There is some ambiguity with regard to the contribution due to the fermions.
However, on--shell the fermion contribution adds up to a positive
term. Therefore, generically the fermions will contribute negative sources
to the dilaton.

This appearance of positive and negative source terms for the dilaton
apparently works for any value of $D$.
Of course, the negative terms are absent
in the ten--dimensional formulation
of superstring theory
since eleven--dimensional
supergravity does not contain elementary fermions
and Yang--Mills fields.

However, the case $D=4$ is peculiar due to the logarithmic IR divergence of the
electrostatic potential in 2+1 dimensions. In a linear approximation
the dilaton $\ln\Phi$ behaves like a massless scalar field
coupled to external sources,
whence finiteness of energy requires a vanishing dilaton charge:
\begin{equation}\label{cond}
\int d^2 \mbox{\bf x}\,\Big(\frac{1}{4}f_{ij}f^{ij}
+\frac{1}{8}
(V+Af)_{ij}^\alpha (V+Af)^{ij}_\alpha
-\frac{1}{4}
g^{ij}D_i A^\alpha \cdot D_j A_\alpha
\end{equation}
\[
-\frac{1}{2}q(\overline{\psi}_+ A\psi_+ +\overline{\psi}_-
A\psi_-)+\frac{1}{4}M(\psi_+^+\psi_- +\psi_-^+\psi_+)
+\frac{i}{16}f_{ab}
(\overline{\psi}_+ \gamma_+^{ab}\psi_+ +\overline{\psi}_-
\gamma_-^{ab}\psi_-)\Big)
=0
\]

This property is similar to charge neutrality of the Coulomb gas in
two dimensions and can be derived from
conformal invariance of the
partition function or independence of the arbitrary length scale entering
the definition of the electrostatic potential. It can also be inferred
from the fact that the retarded potential
$\frac{\Theta(t-r)}{2\pi\sqrt{t^2-r^2}}$
yields a finite dilaton for static configurations only if the
sources add up to zero.

The self--trapping mechanism encoded in (\ref{cond})
is superficially stable with respect to quantum effects,
since calculation of the 1--loop
effective potential in the linear approximation and
in presence of an ultraviolet
cutoff $\Lambda$ yields a
$\Lambda^3\cosh(\ln\Phi)$--type potential of the dilaton.
However, consideration of an effective potential in a nonrenormalizable
theory is rather speculative, and it is clear that like in the
four--dimensional theory with gravity a proper treatment of quantum effects
would imply genuine stringy considerations.

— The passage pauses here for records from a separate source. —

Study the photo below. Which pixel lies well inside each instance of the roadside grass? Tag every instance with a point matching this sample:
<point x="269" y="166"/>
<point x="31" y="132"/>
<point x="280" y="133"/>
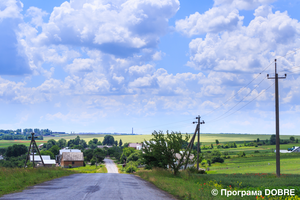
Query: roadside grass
<point x="119" y="166"/>
<point x="261" y="163"/>
<point x="205" y="138"/>
<point x="7" y="143"/>
<point x="90" y="169"/>
<point x="17" y="179"/>
<point x="199" y="186"/>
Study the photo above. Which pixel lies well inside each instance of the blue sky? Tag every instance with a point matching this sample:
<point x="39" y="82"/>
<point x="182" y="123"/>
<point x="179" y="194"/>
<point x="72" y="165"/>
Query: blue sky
<point x="108" y="66"/>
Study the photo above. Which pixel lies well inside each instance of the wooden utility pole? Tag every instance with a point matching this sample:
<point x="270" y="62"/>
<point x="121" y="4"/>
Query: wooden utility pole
<point x="198" y="145"/>
<point x="191" y="144"/>
<point x="33" y="144"/>
<point x="277" y="119"/>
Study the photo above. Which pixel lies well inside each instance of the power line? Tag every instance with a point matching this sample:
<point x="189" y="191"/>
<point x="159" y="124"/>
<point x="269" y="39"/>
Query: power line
<point x="240" y="100"/>
<point x="244" y="105"/>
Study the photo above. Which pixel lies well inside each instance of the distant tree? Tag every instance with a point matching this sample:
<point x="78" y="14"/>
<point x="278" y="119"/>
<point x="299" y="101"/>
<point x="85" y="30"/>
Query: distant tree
<point x="16" y="150"/>
<point x="273" y="140"/>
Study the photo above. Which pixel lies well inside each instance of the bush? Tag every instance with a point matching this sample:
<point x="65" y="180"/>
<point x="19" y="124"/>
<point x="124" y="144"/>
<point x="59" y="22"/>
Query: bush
<point x="131" y="167"/>
<point x="193" y="170"/>
<point x="217" y="159"/>
<point x="242" y="154"/>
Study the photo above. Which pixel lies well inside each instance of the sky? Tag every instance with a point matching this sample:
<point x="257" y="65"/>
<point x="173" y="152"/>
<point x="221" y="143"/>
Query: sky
<point x="114" y="65"/>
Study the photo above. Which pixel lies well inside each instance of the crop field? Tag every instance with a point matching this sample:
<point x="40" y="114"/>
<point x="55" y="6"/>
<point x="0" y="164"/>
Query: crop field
<point x="87" y="138"/>
<point x="205" y="139"/>
<point x="7" y="143"/>
<point x="259" y="163"/>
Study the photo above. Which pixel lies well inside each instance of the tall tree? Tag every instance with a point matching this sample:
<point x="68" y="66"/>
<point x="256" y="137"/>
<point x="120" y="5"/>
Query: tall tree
<point x="163" y="150"/>
<point x="61" y="143"/>
<point x="273" y="140"/>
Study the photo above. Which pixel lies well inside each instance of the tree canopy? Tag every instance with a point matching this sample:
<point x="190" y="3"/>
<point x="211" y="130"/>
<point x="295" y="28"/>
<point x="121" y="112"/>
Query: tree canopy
<point x="163" y="150"/>
<point x="108" y="140"/>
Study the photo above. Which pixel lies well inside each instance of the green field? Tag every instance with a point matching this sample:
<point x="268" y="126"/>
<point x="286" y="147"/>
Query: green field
<point x="204" y="138"/>
<point x="7" y="143"/>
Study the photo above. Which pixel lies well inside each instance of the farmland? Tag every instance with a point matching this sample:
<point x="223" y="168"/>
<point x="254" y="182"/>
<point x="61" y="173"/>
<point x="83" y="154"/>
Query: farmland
<point x="204" y="138"/>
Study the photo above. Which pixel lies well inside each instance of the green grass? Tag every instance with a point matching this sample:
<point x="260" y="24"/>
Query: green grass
<point x="205" y="139"/>
<point x="199" y="186"/>
<point x="17" y="179"/>
<point x="259" y="163"/>
<point x="7" y="143"/>
<point x="90" y="169"/>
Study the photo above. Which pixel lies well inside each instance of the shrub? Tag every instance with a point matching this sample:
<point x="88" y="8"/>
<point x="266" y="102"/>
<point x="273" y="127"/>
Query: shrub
<point x="131" y="167"/>
<point x="217" y="159"/>
<point x="242" y="154"/>
<point x="193" y="170"/>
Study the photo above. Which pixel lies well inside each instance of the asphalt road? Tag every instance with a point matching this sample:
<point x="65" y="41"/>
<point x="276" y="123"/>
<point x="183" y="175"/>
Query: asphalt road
<point x="110" y="166"/>
<point x="110" y="186"/>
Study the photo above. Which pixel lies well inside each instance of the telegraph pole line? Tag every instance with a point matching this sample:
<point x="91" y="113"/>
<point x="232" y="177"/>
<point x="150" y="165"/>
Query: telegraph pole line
<point x="198" y="145"/>
<point x="277" y="119"/>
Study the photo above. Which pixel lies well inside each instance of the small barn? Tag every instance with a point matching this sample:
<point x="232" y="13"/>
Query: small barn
<point x="75" y="159"/>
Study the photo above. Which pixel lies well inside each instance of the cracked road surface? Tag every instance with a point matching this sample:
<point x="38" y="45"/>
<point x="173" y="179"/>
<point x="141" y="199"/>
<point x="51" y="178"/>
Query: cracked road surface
<point x="110" y="186"/>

The physics behind (\ref{cond}) is more transparent than in the case
of the Coulomb gas, since particles and antiparticles contribute in
the same way to the dilaton: If a gauge boson excites a dilaton field
the divergence of the resulting energy density implies
pair production of adjoint scalars and fermions to restore an asymptotically
vanishing dilaton. Clearly, $M$ suppresses
the production of fermions relative to adjoint scalars.
Stated in another way: The adjoint scalar and light fermions screen
the dilaton charge of the gauge bosons.

The observed stability of the dilaton in this framework is not in
contradiction with unwinding of the fourth dimension, since in the
parametrization (\ref{KK}) the length $L$ of the range of $x^{D-1}$
determines the radius of the internal dimension rather than the
dimensionless dilaton $\Phi$. Rescaling $x^{D-1}$ to an angular variable
through the substitution $\Phi\to L^4\Phi$ shows immediately that
the reasoning above only implies stability of an arbitrary large internal
dimension against low energy excitations. Unwinding should
arise as a nonperturbative string effect rather than a property of a
low energy effective field theory with time--dependent couplings.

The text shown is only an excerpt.